I arrived at the Manhattan Center at 7 with an open mind and heart accompanied by a healthy dose of skepticism rolling around in my pocket, for didn't even Buddha say, seeing is believing?   I was greeted by a chorus of "Om Namah Shivaya"s spoken so quickly it sounded like one long word rolled off the fast tongues of auctioneers, dressed head to toe in white.  There were tables of mala beads and OM scarves and books and Ayurvedic vitamins to wind through, and the smell of amazing Indian food wafting up from downstairs.  I'd been to the Manhattan Center before, once for a rock concert and once to hear Bill Clinton speak, but it had never looked like this.  I felt like I was in a different country, at a bazaar.  There was a gentle hum as people moved to and fro, and the hum seemed to be radiating from Amma.  Over the heads of the crowds I saw her, a physically diminutive woman sitting on a stage surrounded by translators and musicians, dressed in white herself, a symbol of purity and devotion.

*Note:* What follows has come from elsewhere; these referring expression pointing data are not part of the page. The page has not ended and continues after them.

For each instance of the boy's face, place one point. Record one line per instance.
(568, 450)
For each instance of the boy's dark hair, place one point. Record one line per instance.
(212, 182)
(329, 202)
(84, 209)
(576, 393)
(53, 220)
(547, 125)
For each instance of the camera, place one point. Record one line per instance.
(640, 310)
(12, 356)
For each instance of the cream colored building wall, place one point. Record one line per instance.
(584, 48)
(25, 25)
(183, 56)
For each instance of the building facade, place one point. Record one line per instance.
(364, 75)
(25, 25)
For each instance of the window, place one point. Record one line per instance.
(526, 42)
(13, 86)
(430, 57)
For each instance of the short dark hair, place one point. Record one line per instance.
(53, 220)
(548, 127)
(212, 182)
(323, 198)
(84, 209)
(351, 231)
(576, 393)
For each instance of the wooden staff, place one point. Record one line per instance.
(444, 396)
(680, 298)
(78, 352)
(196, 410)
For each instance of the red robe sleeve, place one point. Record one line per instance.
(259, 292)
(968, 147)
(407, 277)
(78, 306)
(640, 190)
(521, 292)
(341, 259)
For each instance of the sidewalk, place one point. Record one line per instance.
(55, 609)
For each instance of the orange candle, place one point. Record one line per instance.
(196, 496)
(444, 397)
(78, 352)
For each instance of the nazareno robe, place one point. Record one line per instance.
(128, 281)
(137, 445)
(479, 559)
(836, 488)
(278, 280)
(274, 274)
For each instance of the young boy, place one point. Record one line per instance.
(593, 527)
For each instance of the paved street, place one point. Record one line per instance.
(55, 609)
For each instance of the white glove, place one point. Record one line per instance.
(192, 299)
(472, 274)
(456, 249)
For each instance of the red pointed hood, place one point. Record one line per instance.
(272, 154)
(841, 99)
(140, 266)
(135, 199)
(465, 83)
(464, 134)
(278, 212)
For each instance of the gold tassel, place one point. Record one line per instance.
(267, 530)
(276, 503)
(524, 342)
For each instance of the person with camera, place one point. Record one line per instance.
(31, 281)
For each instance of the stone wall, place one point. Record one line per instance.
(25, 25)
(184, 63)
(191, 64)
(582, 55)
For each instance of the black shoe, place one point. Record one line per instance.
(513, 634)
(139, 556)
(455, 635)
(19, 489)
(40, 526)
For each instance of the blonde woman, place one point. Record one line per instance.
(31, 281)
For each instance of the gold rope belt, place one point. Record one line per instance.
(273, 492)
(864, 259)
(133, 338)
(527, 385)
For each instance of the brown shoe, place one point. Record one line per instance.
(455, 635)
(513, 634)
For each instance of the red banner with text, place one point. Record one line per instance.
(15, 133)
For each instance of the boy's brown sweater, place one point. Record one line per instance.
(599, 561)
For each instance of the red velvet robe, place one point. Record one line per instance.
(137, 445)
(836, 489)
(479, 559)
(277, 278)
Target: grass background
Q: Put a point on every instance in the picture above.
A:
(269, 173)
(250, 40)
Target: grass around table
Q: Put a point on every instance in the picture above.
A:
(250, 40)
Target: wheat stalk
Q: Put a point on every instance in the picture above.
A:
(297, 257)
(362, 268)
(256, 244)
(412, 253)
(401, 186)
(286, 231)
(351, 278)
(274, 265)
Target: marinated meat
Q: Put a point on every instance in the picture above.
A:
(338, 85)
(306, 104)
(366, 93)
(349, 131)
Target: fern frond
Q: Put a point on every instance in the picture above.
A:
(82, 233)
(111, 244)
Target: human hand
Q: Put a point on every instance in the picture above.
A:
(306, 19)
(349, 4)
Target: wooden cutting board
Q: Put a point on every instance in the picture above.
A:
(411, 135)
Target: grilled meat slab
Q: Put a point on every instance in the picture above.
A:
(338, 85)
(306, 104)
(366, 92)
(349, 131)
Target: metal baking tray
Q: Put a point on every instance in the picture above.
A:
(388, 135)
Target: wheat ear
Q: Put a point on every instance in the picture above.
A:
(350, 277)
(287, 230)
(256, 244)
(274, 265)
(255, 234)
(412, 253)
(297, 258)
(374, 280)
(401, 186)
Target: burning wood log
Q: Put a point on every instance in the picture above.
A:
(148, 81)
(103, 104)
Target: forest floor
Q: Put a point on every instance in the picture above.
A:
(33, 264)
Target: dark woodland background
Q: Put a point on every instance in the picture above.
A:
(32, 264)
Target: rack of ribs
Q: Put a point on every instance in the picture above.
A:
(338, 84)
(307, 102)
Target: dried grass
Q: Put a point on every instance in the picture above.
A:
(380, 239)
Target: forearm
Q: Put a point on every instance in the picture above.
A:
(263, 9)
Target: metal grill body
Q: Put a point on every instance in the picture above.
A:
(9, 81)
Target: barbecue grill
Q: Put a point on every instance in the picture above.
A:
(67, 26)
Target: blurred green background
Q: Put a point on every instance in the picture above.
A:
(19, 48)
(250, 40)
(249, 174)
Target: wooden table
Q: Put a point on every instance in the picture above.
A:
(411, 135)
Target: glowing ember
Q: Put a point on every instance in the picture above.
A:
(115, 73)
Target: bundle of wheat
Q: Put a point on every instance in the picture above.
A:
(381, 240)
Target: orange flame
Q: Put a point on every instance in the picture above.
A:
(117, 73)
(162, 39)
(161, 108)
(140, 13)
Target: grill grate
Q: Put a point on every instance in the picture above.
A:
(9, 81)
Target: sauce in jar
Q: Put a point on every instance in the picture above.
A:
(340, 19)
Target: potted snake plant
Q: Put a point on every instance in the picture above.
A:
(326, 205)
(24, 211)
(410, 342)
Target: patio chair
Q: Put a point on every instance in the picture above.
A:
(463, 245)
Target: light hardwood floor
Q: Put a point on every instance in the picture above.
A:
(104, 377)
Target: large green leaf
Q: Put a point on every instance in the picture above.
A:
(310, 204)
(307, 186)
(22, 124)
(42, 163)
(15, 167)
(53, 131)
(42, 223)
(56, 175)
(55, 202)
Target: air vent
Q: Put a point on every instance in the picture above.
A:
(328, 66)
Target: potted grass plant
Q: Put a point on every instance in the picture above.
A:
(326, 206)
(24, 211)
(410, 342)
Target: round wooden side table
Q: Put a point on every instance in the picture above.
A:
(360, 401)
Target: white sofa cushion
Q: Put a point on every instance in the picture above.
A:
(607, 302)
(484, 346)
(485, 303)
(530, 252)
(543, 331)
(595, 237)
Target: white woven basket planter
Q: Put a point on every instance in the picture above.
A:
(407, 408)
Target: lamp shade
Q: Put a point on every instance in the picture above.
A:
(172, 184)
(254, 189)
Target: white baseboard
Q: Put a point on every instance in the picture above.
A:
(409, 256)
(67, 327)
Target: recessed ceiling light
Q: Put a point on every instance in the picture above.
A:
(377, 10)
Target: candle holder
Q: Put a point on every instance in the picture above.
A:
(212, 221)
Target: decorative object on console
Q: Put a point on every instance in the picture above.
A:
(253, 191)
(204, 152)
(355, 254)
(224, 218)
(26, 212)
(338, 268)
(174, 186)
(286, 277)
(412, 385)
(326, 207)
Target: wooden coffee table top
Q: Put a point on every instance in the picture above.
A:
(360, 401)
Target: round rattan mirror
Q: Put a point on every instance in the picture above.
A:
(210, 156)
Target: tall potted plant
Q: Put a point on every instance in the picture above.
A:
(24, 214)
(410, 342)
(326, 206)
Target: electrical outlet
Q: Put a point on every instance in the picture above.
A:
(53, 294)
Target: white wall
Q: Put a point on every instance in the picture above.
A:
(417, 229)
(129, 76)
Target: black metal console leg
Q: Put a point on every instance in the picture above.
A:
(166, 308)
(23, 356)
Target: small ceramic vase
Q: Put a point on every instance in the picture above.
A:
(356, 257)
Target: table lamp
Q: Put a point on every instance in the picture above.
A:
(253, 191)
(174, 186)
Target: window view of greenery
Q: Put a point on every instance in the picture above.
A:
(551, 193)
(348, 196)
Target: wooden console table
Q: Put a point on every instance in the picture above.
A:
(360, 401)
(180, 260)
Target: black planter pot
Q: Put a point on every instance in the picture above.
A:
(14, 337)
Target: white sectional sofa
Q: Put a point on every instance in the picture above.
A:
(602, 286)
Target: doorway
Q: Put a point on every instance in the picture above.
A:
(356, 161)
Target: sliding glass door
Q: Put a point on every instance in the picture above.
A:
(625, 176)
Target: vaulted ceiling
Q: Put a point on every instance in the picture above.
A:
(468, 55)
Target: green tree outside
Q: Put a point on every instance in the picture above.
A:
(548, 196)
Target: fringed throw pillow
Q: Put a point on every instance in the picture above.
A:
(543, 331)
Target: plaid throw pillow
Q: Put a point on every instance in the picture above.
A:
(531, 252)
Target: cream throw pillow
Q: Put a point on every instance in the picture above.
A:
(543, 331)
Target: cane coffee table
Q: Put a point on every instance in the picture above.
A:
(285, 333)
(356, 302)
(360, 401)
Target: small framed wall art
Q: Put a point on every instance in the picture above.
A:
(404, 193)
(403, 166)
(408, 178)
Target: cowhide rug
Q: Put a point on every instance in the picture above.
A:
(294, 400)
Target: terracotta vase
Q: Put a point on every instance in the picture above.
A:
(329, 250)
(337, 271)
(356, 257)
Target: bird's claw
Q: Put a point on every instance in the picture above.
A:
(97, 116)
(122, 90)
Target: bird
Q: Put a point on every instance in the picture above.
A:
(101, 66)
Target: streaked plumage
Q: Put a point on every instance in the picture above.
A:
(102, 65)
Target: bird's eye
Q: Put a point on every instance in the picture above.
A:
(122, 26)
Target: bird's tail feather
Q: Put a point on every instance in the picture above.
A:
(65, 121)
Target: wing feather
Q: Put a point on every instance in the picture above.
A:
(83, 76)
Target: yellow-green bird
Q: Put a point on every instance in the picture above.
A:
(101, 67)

I listened to the satsang, which was basically what all satsangs are about, Love.  She also spoke of women's rights and equality and feminine power.  Right on, sister.  I listened to the bhajan/devotional music and wondered what it was about the Sitar that strummed my heart strings.  I sat in the meditation.  But mostly I marinated, in the vibes and experience.

It was getting late and after samosas and conversation and all that marinating, I was getting tired,  and darshans were going into the wee hours of the morning.  Just as I was about to leave without my hug, someone gave me his Hug Ticket, and directed me to the line pointing directly at her "lotus feet."

With every chair shift forward in a game of spiritual musical chairs, I got more nervous.  I didn't know what to expect.  How does one hug a saint?  Do I hug back or just receive?  Was I supposed to feel something, and what if I didn't?  I was given a hot pink dot sticker to wear on my chest, meaning First Timer.  As I got closer I got to watch others being hugged, the largest of big guys kneeling at her feet and bending at the waist to rest his head on her chest, her powerful, all encompassing hug, the whispering in the ear, the slight release and then the second hug.  The prasad, a chocolate kiss, pressed into the hand of the huggee as attendants hurried him away.

As I approached Amma, I was told by a translator to bend at the waist as, even kneeling, my head was above Amma's.  I was to put my arms on the chair arms, not around her, to simply receive.  I walked forward on my knees, and then she pulled me in for a hug.  

This is where I loose words because I really am not sure how to describe it.  It was more of a fierce hug than a soft one, reminding me of the kind of mother energy that is fiercely protective.  It was like being hugged by this one aunt of mine as a child who kind of scared me, with her large round soft body and loud voice.  But Amma wasn't loud.  She brought her mouth to my ear and whispered somethings deep inside of it, in a language I couldn't understand.  She whispered over and over.   I could smell and spices, and was engulfed in the darkness of her bosom as she pulled me away and then pulled me toward her again, with more whisperings and kissings on my head.  It was so intimate I wondered if it was too much.  I felt like I went somewhere for a moment, though I don't know where.

And then I was released to the light again, and whisked away and to the side by attendants in white.  It felt like being tossed out of the vortex of a tornado, where the stillness was.  I grabbed my bag and walked through a path of people, feeling a bit stunned and shaky.

I am still digesting the experience of that night, the elements of hoopla mixed side-by-side with elements of purity, the ideas of spiritual teachings vs. the attraction people feel to teachers themselves.  In many situations like this, I feel myself deeply resonating with the teachings of service out of love, and compassion, with the music and chanting and stillness of meditation, and with some of the people I meet.  Other people and elements feel slightly off path, as if they are kneeling down at the feet of a particular teacher instead of a Truth.  But if we can separate the sand from the sugar in these situations, and find our nourishment there, well....hug me again.